Results: First, mention whether your experiment procedure actually worked (e.g., “90% of the birds survived the brainectomy”); in same paragraph, briefly describe qualitative and descriptive results (e.g., “surviving birds appeared to be lethargic and had difficulty locating seeds”) to give a more personal tone to your poster; in second paragraph, begin presentation of data analysis that more specifically addresses your hypothesis; refer to supporting charts or images; provide extremely engaging figure legends that could stand on their own (i.e., could convey some point to reader if viewer skipped all other sections, which they will do); place tables with legends, too, but opt for figures whenever possible. This is always the largest section (except if you have no data). [approximately 200 words, not counting figure legends]
Your figures make the poster, so make your graphs appropriate to your data. And make them pretty (the ones below are sketched out in Omnigraffle, fyi). Here are some general pointers:
Use line plots to show means (=averages). Much better than bar graphs because you can easily see the variation around the mean(s) and removes the temptation to fill bars with different colors/patterns, which is almost always annoying. Error bars can be standard errors, standard deviations, etc., so be sure to specify which in figure legend. Also specify the sample sizes for each treatment in legend. (Comparison of means can be done with unpaired Student’s t-test, ANOVA, etc.)
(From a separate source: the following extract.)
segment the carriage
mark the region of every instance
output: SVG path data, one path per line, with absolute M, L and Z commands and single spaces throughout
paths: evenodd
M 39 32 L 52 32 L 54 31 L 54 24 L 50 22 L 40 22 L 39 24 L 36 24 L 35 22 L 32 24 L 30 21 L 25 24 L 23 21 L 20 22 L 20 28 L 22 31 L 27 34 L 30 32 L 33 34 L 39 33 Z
Use box plots to displays medians (when one or more groups have non-normally distributed data). The “box” contains 50% of the data points, and the middle line of the box is the median. The tips of the projecting bars show minimum and maximum values. There are several ways to make these graphs (Excel instructions, e.g.), so it is critical to explain graph elements in the figure legend. List sample sizes, too. (Comparisons of medians can be done with Wilcoxon rank sum tests, Wilcoxon signed rank tests, and Kruskal-Wallis tests, among many others.)
Use scatterplots to show relationships (correlations) between continuous variables. Correlations say nothing about causality. You can provide a correlation coefficient and statistical significance either in the figure legend (you wouldn’t do that in a manuscript, however) or directly next to your cloud of points so that reader doesn’t need to hunt through your figure legend or results text to find out why the graph is being show…make it easy on your poster visitor.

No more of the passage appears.